-Museveni is not interested in peace. For as long as he´s in power, there is little hope of having a real, genuine peace process between the government and the rebels in Northern Uganda. Our wsh is that the international donor-diplomacy community could speak out louder about this, said Jessica B. Nkuuhe of Isis-WICCE to a packed auditorium at the Norwegian Human Rights House recently. (9-JUNE-05)
-Museveni doesn´t really want to put an end to this war. On the contrary, he needs the conflict with the Lord´s Resistance Army (LRA) as a unifying force ofr the rest of the country. At the same time, even if this war is restricted to the northern regions, all of Uganda is suffering. The development and progress of the whole of the country is delayed, in some areas brought to a halt as a direct consequence of the war with the LRA. It is a terrible tragedy that this has taken so long.
-Thousands have been trained
Jessica B. Nkuuhe was the keynote speaker at the seminar ´Women, war and peace. The case of Northern Uganda,´ co-hosted by the Norwegian Council for Africa and the Human Rights House Foundation last week. For the last few years, she has travelled extensively in the north and interviewed women about their situation and how the war has affected them as women and mothers, very often single mothers. At the moment, more than 1.6 million people have been driven away from their homes. Most of these live in more or less organised IDP camps. And in these camps, a disproportionate amount of the population are women. -Both outside the camps and inside them, we see a lot of sexual violence, with cases of rape and various kinds of sexual maiming as the most common, said Nkuuhe. Isis-WICCE has always focused on women in conflict-ridden areas. To this day, we have trained more than a thousand, who in turn have trained many, many more, on how to document, understand and report violations of human rights and then use local, national and international advocacy mechanisms to seek justice. We have also done a lot of conflict mitigation, transformation and peace building.
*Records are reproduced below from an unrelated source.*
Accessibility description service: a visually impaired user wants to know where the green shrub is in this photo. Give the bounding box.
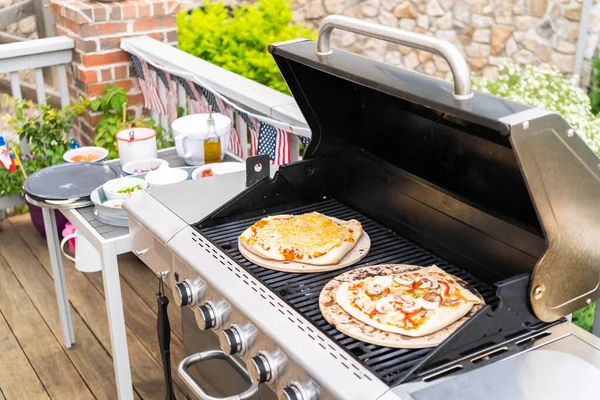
[471,64,600,154]
[177,0,316,93]
[589,58,600,114]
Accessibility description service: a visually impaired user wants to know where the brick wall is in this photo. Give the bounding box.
[50,0,179,144]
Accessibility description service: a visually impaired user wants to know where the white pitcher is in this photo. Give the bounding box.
[60,231,102,272]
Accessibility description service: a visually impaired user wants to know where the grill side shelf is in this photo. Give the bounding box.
[392,274,551,386]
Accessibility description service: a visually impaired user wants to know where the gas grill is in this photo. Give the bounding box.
[124,16,600,400]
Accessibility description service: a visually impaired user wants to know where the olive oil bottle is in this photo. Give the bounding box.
[204,112,221,164]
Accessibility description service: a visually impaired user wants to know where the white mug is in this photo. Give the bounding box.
[115,128,157,166]
[171,114,231,165]
[60,231,102,272]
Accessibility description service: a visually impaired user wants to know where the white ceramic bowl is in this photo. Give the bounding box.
[63,146,108,162]
[102,200,125,210]
[102,177,148,200]
[192,162,246,179]
[171,113,231,165]
[122,158,169,175]
[145,167,189,186]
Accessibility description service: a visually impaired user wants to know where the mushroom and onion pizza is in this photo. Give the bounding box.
[319,264,484,348]
[238,212,370,266]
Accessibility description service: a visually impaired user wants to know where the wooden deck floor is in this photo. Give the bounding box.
[0,215,185,400]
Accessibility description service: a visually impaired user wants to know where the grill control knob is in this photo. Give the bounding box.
[173,278,206,307]
[196,300,231,331]
[248,350,286,385]
[218,324,256,356]
[278,380,319,400]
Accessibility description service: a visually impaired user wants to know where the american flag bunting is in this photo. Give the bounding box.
[152,67,177,123]
[131,54,166,114]
[257,122,291,164]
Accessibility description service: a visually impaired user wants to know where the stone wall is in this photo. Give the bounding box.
[293,0,600,85]
[0,0,38,39]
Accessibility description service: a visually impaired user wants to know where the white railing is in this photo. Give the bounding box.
[0,36,75,219]
[121,36,307,161]
[0,36,75,107]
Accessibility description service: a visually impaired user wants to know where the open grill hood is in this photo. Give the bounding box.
[270,27,600,322]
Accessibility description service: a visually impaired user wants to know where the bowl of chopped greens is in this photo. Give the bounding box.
[102,177,148,200]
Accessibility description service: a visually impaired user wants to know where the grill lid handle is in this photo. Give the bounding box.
[317,15,473,100]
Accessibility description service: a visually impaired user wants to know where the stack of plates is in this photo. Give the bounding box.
[24,163,118,208]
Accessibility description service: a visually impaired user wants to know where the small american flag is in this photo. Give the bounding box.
[153,68,177,123]
[131,54,166,114]
[246,117,260,156]
[298,135,310,149]
[198,86,225,114]
[257,122,291,164]
[176,75,202,113]
[167,74,177,123]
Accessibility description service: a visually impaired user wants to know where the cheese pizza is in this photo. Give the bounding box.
[336,265,482,337]
[238,212,363,265]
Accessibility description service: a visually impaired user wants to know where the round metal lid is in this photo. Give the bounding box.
[24,163,118,200]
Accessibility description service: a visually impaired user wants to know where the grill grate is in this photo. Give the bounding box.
[200,200,498,385]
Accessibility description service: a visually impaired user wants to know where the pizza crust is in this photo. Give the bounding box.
[319,264,485,348]
[238,213,363,265]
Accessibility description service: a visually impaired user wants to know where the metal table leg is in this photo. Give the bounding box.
[100,243,133,400]
[42,208,75,348]
[592,301,600,337]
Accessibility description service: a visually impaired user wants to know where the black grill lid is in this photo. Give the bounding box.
[269,20,600,321]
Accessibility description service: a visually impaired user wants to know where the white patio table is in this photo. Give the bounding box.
[36,148,185,400]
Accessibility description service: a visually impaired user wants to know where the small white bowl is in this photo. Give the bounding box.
[145,167,189,186]
[122,158,169,175]
[63,146,108,162]
[102,177,148,200]
[192,162,246,179]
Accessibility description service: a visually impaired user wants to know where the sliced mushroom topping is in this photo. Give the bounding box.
[423,292,442,303]
[394,274,415,286]
[362,300,375,314]
[419,276,440,289]
[397,294,415,303]
[417,292,442,310]
[375,296,394,314]
[416,298,440,310]
[367,282,384,295]
[401,301,421,313]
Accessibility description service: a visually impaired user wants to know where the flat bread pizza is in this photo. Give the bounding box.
[319,264,484,348]
[238,212,363,266]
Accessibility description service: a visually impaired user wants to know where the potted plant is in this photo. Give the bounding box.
[0,95,89,237]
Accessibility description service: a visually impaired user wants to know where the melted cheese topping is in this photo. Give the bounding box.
[240,212,360,260]
[348,272,476,330]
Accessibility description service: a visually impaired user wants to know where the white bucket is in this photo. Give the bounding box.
[115,128,157,166]
[60,231,102,272]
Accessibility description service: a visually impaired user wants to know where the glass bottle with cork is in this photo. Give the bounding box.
[204,108,221,164]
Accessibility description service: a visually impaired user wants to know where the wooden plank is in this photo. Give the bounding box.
[8,215,185,400]
[0,214,139,399]
[87,255,185,397]
[0,0,33,29]
[0,244,94,399]
[0,312,49,399]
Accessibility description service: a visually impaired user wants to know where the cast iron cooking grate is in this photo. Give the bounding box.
[200,200,498,385]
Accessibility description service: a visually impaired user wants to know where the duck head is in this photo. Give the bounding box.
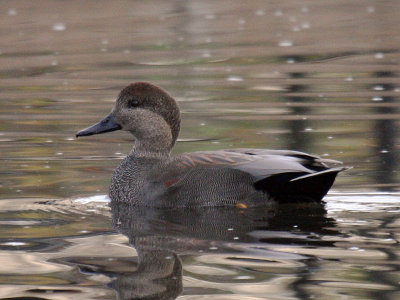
[76,82,180,152]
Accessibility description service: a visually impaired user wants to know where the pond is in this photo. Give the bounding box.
[0,0,400,300]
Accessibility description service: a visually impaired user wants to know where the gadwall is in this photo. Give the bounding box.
[76,82,347,208]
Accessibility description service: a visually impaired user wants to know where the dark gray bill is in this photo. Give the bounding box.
[76,115,122,137]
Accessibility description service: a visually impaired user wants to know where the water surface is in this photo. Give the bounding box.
[0,0,400,299]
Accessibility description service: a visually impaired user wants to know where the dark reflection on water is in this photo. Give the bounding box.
[0,0,400,300]
[111,203,339,299]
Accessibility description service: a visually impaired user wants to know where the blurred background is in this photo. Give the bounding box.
[0,0,400,198]
[0,0,400,300]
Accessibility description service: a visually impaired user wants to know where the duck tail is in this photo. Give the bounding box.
[254,167,350,203]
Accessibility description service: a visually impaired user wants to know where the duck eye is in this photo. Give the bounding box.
[128,99,139,107]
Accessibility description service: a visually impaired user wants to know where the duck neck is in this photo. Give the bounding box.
[131,130,175,157]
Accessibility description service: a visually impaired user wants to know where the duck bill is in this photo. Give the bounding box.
[76,115,122,137]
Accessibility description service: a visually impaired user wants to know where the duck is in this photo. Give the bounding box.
[76,82,348,208]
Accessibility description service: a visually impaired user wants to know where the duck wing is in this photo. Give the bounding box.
[175,148,340,181]
[175,149,348,202]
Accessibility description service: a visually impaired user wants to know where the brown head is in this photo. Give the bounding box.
[76,82,180,152]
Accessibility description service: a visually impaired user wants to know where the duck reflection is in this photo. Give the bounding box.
[111,203,335,299]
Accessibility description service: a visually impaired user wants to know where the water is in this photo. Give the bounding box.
[0,0,400,299]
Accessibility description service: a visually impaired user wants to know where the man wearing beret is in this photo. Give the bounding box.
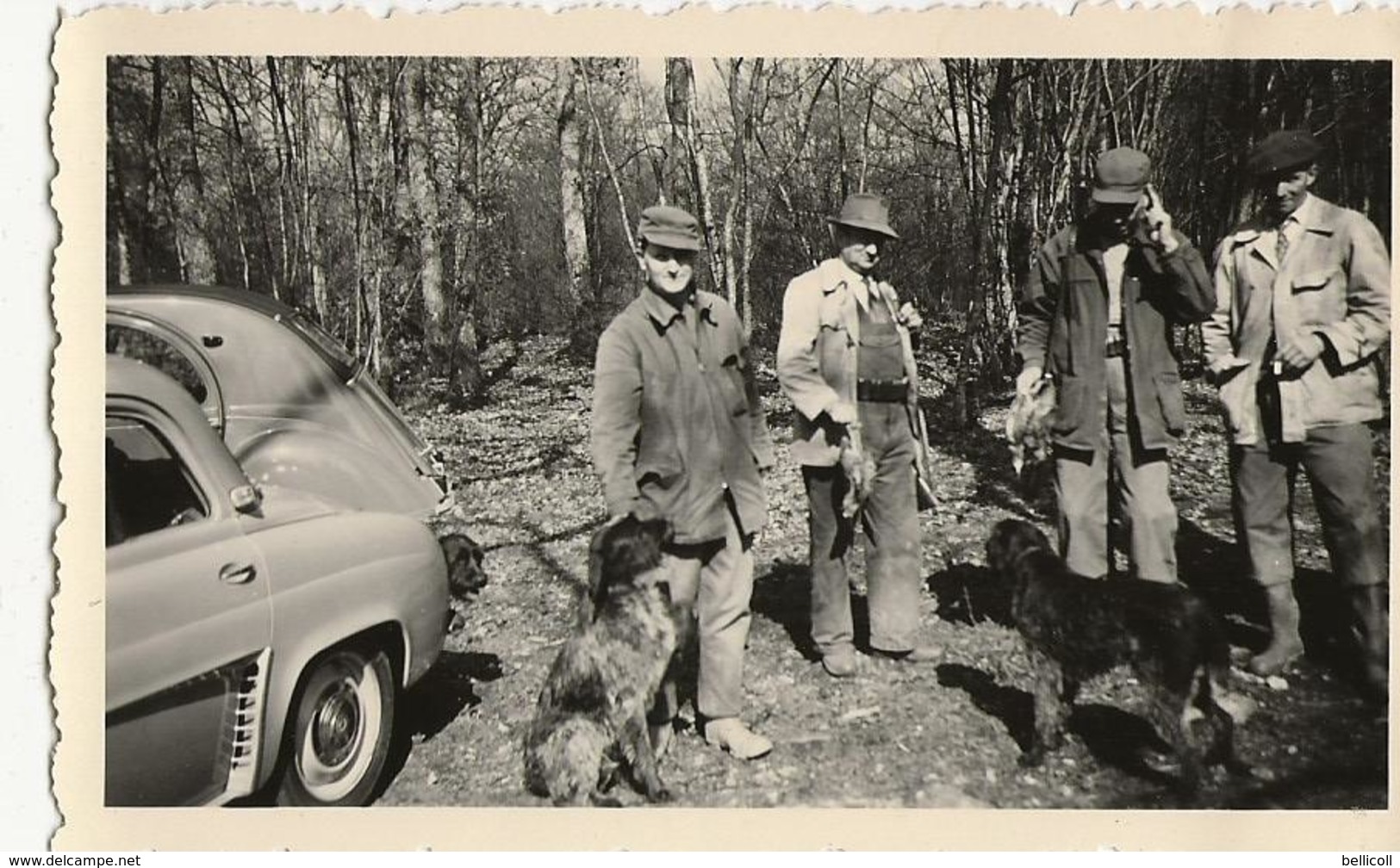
[1017,147,1214,582]
[777,193,938,678]
[1204,130,1391,702]
[591,206,773,759]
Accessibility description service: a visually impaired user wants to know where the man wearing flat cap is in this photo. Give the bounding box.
[1017,147,1214,582]
[1204,130,1391,702]
[591,206,773,759]
[777,193,938,678]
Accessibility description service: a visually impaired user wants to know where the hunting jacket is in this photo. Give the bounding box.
[777,257,921,466]
[591,290,773,544]
[1203,195,1391,443]
[1017,226,1216,451]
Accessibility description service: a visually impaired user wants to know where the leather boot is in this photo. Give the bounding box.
[1348,586,1391,703]
[1249,582,1304,678]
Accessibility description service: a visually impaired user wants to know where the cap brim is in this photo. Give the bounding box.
[1089,188,1142,204]
[1249,154,1317,177]
[641,230,700,252]
[826,217,899,241]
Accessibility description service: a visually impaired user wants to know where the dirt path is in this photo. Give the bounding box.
[381,340,1389,809]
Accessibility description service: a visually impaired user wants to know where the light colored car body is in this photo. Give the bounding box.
[107,286,455,519]
[105,356,448,805]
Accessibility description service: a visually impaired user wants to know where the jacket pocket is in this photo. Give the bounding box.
[1155,371,1185,437]
[1050,374,1089,434]
[1219,369,1256,434]
[1294,266,1340,293]
[719,354,749,416]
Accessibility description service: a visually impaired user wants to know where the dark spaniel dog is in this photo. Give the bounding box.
[987,519,1243,795]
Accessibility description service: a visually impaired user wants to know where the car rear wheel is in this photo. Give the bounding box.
[277,647,395,805]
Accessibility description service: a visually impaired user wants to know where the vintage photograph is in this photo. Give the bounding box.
[91,53,1393,822]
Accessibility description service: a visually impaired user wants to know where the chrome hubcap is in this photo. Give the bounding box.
[311,682,361,767]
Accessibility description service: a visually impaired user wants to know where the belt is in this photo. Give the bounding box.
[856,380,909,403]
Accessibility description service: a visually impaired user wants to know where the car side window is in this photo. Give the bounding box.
[107,416,208,546]
[107,322,208,405]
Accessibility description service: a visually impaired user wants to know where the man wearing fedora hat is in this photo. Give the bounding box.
[777,193,938,678]
[1204,130,1391,702]
[1017,147,1214,582]
[591,206,773,759]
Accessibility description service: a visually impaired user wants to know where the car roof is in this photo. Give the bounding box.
[107,282,356,380]
[107,356,248,488]
[107,282,296,316]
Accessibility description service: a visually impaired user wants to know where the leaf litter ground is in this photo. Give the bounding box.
[379,338,1389,809]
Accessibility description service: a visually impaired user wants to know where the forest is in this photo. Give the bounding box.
[107,56,1391,423]
[107,56,1391,806]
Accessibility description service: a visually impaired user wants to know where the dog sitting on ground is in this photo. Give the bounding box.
[525,515,676,806]
[439,533,488,633]
[1006,378,1055,479]
[987,519,1243,795]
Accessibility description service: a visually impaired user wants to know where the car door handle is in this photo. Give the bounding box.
[219,564,258,586]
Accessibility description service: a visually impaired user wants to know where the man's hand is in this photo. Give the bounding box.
[1274,333,1328,374]
[899,301,924,331]
[1017,364,1044,394]
[627,497,663,524]
[1142,183,1179,253]
[826,400,860,425]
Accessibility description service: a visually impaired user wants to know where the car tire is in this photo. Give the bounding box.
[277,645,398,806]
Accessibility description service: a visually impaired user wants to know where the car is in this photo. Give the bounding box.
[107,284,455,518]
[107,284,486,602]
[105,356,450,806]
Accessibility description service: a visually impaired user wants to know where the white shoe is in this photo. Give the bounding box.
[647,721,676,759]
[704,716,773,759]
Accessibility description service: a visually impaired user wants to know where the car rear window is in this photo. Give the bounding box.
[107,416,208,546]
[107,322,208,405]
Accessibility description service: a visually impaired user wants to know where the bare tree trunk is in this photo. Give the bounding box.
[448,58,488,403]
[578,58,637,251]
[403,58,457,374]
[555,58,598,356]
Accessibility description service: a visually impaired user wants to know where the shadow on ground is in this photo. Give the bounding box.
[938,664,1176,787]
[749,560,869,662]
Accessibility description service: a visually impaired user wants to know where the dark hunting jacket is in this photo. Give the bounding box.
[1017,226,1216,451]
[591,290,773,543]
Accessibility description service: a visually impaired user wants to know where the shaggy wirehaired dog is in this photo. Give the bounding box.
[987,519,1243,795]
[525,515,676,806]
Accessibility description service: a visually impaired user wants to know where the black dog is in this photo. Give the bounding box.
[987,519,1243,795]
[439,532,488,633]
[525,515,676,805]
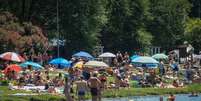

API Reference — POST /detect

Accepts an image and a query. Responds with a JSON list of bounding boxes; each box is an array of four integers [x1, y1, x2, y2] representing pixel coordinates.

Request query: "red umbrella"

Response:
[[4, 64, 21, 74], [0, 52, 25, 62]]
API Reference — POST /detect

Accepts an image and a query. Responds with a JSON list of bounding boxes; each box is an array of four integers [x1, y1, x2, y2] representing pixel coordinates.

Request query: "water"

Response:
[[89, 94, 201, 101]]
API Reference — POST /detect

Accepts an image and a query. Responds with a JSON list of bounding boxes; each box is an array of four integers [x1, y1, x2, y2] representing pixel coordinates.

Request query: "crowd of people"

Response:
[[1, 52, 200, 101]]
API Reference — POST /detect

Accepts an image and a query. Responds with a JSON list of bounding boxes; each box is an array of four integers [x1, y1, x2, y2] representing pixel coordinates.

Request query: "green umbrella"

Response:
[[152, 53, 168, 59]]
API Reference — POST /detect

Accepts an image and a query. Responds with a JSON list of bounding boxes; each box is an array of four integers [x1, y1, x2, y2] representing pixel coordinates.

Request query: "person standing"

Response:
[[64, 74, 74, 101], [88, 73, 101, 101], [159, 60, 165, 76], [168, 94, 175, 101], [75, 77, 88, 101]]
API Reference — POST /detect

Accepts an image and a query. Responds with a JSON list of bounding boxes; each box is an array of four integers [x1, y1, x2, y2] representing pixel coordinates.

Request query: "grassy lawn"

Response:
[[0, 84, 201, 101]]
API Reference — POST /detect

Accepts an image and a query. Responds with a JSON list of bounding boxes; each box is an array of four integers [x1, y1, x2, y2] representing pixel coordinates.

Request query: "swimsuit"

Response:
[[91, 88, 98, 96], [78, 89, 85, 96]]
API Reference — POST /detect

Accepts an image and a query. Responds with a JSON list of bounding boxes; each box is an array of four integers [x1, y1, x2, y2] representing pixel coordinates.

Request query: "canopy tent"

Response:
[[84, 61, 109, 67], [130, 55, 140, 60], [73, 51, 94, 60], [152, 53, 168, 60], [20, 61, 43, 70], [4, 64, 22, 74], [98, 52, 116, 58], [0, 52, 25, 62], [49, 58, 71, 68]]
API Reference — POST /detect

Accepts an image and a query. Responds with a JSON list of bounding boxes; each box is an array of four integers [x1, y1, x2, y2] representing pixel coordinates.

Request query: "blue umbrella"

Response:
[[131, 56, 159, 68], [20, 61, 43, 69], [73, 51, 94, 59], [130, 55, 140, 60], [132, 56, 159, 64], [49, 58, 71, 68]]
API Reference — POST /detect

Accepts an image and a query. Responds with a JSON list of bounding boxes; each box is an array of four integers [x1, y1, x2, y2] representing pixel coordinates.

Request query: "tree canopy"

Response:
[[0, 0, 201, 56]]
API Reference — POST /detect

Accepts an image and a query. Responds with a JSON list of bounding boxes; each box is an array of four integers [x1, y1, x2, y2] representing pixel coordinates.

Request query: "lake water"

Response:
[[89, 94, 201, 101]]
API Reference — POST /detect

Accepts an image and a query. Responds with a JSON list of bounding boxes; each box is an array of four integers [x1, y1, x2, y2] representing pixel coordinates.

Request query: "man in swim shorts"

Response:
[[75, 77, 88, 101], [88, 73, 101, 101]]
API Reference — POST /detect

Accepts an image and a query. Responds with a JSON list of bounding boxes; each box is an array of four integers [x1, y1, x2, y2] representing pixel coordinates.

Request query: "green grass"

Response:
[[0, 84, 201, 101]]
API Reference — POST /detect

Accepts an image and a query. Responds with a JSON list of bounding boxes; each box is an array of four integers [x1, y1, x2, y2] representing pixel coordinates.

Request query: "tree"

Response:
[[0, 12, 48, 52], [189, 0, 201, 18], [60, 0, 107, 55], [147, 0, 190, 50], [184, 18, 201, 53], [101, 0, 151, 52]]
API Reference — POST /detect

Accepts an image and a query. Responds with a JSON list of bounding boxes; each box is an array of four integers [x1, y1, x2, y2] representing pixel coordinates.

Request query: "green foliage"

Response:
[[60, 0, 107, 54], [101, 0, 151, 52], [0, 0, 201, 56], [0, 12, 48, 52], [148, 0, 190, 49], [184, 19, 201, 51]]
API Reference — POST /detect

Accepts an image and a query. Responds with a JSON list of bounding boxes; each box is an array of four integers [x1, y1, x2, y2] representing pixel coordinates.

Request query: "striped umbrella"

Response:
[[0, 52, 25, 62]]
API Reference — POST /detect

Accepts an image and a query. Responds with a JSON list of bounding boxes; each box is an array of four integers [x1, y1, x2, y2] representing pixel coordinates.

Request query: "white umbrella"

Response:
[[84, 61, 109, 67], [99, 52, 116, 58]]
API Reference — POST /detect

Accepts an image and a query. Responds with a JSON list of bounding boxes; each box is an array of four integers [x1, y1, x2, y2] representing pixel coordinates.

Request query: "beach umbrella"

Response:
[[99, 52, 116, 58], [73, 51, 94, 59], [4, 64, 22, 74], [73, 61, 84, 69], [49, 58, 71, 67], [0, 52, 25, 62], [84, 61, 109, 67], [130, 55, 139, 60], [131, 56, 159, 64], [152, 53, 168, 59], [193, 54, 201, 59], [20, 61, 43, 69]]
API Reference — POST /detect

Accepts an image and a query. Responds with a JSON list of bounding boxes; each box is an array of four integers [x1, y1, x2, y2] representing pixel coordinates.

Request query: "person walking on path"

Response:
[[64, 75, 74, 101], [75, 77, 88, 101], [88, 73, 101, 101]]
-A disingenuine play to buy time
In addition to this, we do all that we can to make the donor-diplomacy community understand the importance of the role they can play in putting pressure on our authorities, a pressure these very same authorities always find it a lot harder to neglect, since it comes from the outside, from above so to speak, and not from within and below, as the positioning goes here in Uganda. For as long as all the authorities do is present the rebels with one ultimatum after the other, knowing full well that the rebels won´t bow to that kind of pressure, the whole process is just a show-off, a disingenuine play to buy time, and make it seem as if the rebels are the problem, and that the only possible solution is to vote Museveni in for life.
-This war will continue
Morten Bøås, researcher and an expert on the conflict in Northern Uganda, gave further weight to what Nkuuhe said. -The donors must become a lot tougher and make clear and explicit political demands. All state budget support must be conditional. Somebody ought to tell Museveni that he has the chance now to go down in history as the president who brought peace and democracy to Uganda. Instead, it looks more likely that Museveni is a new Mugabe in the making. For there to be a lasting peace in Northern Uganda, one will have to look into the distribution of land in the region. At the moment, there are rumours that the UPDF (government) soldiers have grabbed huge areas of cultivated land from families who have been driven away from their homes, into the IDP camps. To prevent the LRA from finding any food to stea, growing any kind of crop, large or small, has even been forbidden in some areas. If the land issue is not resolved, this war will go on, regardless of what happens to the LRA, concluded Bøås.